Sous des nuages bas, au loin , la gare de triage, son tracé géométrique et les lignes des convois d’un brun rouille . Quand le vent souffle de l’ouest on entend le lent crissement des trains qui ralentissent. En ce mois de mars,dans la rue, six étages plus bas, quelques baraques foraines et l’une d’elles -celle qui vend des gaufres- présente une haute façade ornée d’un gigantesque pharaon.

Ce matin, il dessine avec une précision photographique le quadrilatère formé par le Collège voisin. Je sais que cette activité lui permet d’oublier qu’il est malheureux depuis six ans car il n’a pu s’habituer à l’absence de la chaleur du corps de sa femme.

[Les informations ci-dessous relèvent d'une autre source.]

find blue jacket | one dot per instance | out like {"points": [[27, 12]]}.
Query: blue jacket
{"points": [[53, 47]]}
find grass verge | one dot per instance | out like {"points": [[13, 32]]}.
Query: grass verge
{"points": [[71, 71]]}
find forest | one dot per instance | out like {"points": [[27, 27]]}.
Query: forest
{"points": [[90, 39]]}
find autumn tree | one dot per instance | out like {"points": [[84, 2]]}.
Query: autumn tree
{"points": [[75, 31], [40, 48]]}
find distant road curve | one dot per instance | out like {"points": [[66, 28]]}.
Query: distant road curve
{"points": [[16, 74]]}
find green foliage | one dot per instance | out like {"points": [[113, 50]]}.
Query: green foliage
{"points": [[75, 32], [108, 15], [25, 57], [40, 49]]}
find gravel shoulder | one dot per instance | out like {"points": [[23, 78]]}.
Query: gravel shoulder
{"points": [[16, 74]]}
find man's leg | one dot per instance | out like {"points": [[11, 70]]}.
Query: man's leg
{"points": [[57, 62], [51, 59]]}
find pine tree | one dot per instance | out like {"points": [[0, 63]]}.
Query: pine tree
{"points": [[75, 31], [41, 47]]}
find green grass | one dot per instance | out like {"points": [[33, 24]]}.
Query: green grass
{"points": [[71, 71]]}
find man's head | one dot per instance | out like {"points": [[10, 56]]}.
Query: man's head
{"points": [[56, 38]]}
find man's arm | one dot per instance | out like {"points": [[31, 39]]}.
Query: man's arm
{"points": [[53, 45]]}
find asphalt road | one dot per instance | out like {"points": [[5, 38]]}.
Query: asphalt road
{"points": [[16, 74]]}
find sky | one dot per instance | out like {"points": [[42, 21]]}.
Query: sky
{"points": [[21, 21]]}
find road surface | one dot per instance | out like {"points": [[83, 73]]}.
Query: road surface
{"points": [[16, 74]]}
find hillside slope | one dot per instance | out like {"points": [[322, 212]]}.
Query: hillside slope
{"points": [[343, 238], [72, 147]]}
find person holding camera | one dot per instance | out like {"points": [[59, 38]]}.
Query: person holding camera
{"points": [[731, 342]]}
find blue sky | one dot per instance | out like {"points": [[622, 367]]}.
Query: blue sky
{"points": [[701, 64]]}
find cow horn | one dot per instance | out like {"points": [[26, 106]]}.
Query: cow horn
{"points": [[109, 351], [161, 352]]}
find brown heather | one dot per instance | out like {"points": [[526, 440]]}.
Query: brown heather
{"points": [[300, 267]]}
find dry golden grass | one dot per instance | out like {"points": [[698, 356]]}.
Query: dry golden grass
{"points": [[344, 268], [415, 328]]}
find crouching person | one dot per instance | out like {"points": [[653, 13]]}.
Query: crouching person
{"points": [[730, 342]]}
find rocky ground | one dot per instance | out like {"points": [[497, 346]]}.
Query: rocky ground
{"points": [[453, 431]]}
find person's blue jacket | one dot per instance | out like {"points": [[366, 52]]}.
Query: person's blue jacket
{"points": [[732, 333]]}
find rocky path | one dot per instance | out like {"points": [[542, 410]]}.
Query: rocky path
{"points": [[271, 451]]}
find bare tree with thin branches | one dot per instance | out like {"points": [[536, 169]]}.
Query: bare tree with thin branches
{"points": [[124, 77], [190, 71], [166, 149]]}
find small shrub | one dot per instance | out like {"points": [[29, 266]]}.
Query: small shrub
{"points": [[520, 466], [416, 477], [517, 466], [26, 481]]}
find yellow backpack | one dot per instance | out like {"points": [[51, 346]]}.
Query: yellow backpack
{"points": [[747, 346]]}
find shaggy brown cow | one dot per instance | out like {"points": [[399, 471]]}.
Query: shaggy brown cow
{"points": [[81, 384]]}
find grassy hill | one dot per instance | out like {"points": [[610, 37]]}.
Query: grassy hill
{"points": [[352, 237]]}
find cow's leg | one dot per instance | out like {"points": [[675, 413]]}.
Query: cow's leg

Depuis quelque temps, son dos s’arrondit, et quand il ne se rase pas, il a vraiment l’air d’un petit vieux, surtout quand il allume une cigarette de sa main tremblante. Ses crises d’asthme et ses insomnies le fatiguent.

-Pourquoi est-ce que tu vas toujours t’installer à la table de cette femme qui ne cesse de se plaindre de tout?

-Irina . Elle a un nom.

-Elle te plaît ?

-Elle a une voix rauque que j’aime bien. Et puis elle est désemparée par cette ambiance de clinique, avec ces infirmières qu’on croise.Alors je la distrais

-Elle radote .

– Son visage est très beau ,comme protégé du temps.

Une pluie légère brillait vers de la gare de triage.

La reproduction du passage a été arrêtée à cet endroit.